1. Every passage in the Bible regarding God’s judgment gives us a great picture of the awfulness of sin. If you ever feel yourself growing a hard heart towards specific sin in your life or the sin-soaked world that we are surrounded by, we need to read through books of the Bible like Ezekiel to shock us back into a God-centered perspective on the ugliness of sin. We live in a world where sin is most often the punch line, the reward for hard work, a popular escape, or just the cultural wallpaper that we nonchalantly walk by every day without giving it the first thought. Ezekiel shows us that sin should be stirring and even infuriating, something that makes us want to jump up and scream and yell as if we had just woken from a dream and discovered that our house was burning down around us.

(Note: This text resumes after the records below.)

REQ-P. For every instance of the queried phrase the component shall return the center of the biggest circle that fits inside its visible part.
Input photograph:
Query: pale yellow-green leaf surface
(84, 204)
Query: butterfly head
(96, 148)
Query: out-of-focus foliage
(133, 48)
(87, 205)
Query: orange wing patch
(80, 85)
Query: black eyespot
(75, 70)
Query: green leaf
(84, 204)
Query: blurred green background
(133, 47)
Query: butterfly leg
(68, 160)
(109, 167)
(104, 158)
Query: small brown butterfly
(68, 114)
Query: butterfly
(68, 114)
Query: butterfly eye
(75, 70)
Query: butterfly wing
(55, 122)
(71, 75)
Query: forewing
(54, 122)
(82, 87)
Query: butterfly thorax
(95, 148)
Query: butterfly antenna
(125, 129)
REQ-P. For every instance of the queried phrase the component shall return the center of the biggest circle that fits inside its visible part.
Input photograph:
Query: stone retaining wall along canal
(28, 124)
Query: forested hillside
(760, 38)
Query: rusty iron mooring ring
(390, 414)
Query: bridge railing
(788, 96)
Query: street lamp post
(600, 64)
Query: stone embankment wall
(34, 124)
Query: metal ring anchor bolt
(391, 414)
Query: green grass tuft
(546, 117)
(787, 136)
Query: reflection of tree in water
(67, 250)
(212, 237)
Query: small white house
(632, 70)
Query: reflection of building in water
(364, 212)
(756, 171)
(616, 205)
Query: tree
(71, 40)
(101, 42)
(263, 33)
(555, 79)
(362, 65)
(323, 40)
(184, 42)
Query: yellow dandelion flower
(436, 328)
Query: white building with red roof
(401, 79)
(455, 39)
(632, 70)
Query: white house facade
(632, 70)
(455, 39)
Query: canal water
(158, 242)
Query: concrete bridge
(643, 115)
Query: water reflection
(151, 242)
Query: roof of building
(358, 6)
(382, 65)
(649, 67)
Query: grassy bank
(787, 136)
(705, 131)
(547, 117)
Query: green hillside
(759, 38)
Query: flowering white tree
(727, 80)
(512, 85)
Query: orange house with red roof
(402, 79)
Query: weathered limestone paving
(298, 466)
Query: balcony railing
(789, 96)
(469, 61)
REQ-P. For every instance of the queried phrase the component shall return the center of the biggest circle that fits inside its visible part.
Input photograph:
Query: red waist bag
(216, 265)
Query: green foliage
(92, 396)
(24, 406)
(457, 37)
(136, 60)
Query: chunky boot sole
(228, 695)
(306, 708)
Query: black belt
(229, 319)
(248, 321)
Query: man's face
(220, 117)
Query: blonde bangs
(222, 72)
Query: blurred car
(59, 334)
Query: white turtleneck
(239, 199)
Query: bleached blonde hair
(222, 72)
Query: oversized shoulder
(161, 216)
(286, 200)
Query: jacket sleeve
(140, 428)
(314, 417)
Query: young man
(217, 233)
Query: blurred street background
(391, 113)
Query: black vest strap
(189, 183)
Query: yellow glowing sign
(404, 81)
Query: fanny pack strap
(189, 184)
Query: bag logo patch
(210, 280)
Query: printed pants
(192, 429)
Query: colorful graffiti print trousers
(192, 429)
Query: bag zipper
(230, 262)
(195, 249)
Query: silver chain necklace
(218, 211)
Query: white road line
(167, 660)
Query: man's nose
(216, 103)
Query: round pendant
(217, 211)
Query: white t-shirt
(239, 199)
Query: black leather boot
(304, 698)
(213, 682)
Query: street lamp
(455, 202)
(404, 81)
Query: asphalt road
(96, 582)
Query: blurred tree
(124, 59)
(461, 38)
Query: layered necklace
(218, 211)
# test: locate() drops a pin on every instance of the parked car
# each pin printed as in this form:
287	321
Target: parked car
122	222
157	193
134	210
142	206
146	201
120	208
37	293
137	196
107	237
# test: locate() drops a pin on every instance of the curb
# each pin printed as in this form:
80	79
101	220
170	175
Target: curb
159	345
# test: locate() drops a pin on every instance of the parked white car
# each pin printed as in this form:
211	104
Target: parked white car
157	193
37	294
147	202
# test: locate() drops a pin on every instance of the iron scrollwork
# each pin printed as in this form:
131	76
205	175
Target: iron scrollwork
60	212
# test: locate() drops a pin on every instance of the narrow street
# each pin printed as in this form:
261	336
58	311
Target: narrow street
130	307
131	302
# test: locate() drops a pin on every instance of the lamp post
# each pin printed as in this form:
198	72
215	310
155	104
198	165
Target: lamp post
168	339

2. Every passage in the Bible regarding God’s judgment should make our hearts swell for love of the gospel, a message which fundamentally proclaims the wonders and glory of a crucified king who has ended God’s righteous fury towards sinners. Really believing this is what enables us to be outraged at our sin and others, and yet be gentle, humble and joyful, because we see that God has made a way for his righteous and terrible judgment to be extinguished. Our good, God-centered anger towards sin should always be tempered with the knowledge of the gospel, that God has actually made a way, through his Son Jesus, to pour out all his wrath on sin so that no furious anger is left for his people who justly deserve all the condemnation and judgment of God that we see in books like Ezekiel.
Check out these books if you’re looking for some good stuff on how we we understand our merciful, loving, sovereign and judgmental God: -The commentary on Ezekiel in the NIV Application Commentary Series. This is by Iain Duguid and is a great guide that is extremely readable and pastoral if you’re trying to navigate an intimidating book like Ezekiel. He does a great job of helping us understand passages of God’s terrible judgment in light of Christ’s work. - Tim Keller’s A Reason for God. I’m about 2/3 of the way through this book and have really enjoyed it. In the first half, he attempts to answer the most common objections against the God of the Bible and in the second half he puts forward his positive case for the existence of the God of the Bible. In my opinion, his chapter, “How can a loving God send people to hell?” is the best stuff in the whole book and almost worth the price of the whole thing.